Characterization of the mature form of a β-defensin-like peptide, Hoa-D1, in the lobster Homarus americanus
Date: 2018-09-01
Creator: Giap H. Vu, Daniel Do, Cindy D. Rivera, Patsy S. Dickinson, Andrew E., Christie, Elizabeth A. Stemmler
Access: Open access
- We report on the characterization of the native form of an American lobster, Homarus americanus, β-defensin-like putative antimicrobial peptide, H. americanus defensin 1 (Hoa-D1), sequenced employing top-down and bottom-up peptidomic strategies using a sensitive, chip-based nanoLC-QTOF-MS/MS instrument. The sequence of Hoa-D1 was determined by mass spectrometry; it was found to contain three disulfide bonds and an amidated C-terminus. The sequence was further validated by searching publicly-accessible H. americanus expressed sequence tag (EST) and transcriptome shotgun assembly (TSA) datasets. Hoa-D1, SYVRScSSNGGDcVYRcYGNIINGAcSGSRVccRSGGGYamide (with c representing a cysteine participating in a disulfide bond), was shown to be related to β-defensin-like peptides previously reported from Panulirus japonicas and Panulirus argus. We found Hoa-D1 in H. americanus hemolymph, hemocytes, the supraoesophageal ganglion (brain), eyestalk ganglia, and pericardial organ extracts, as well as in the plasma of some hemolymph samples. Using discontinuous density gradient separations, we fractionatated hemocytes and localized Hoa-D1 to hemocyte sub-populations. While Hoa-D1 was detected in semigranulocytes and granulocytes using conventional proteomic strategies for analysis, the direct analysis of cell lysates exposed evidence of Hoa-D1 processing, including truncation of the C-terminal tyrosine residue, in the granulocytes, but not semigranulocytes.
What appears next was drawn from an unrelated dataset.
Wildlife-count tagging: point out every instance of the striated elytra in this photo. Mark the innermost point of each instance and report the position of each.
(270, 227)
These measurements demonstrate the insights regarding post-translational modifications and peptide processing that can be revealed through the MS analysis of intact peptides. The identification of Hoa-D1 as a widely-distributed peptide in the lobster suggests the possibility that it may be pleiotropic, with functions in addition to its proposed role as an antimicrobial molecule in the innate immune system.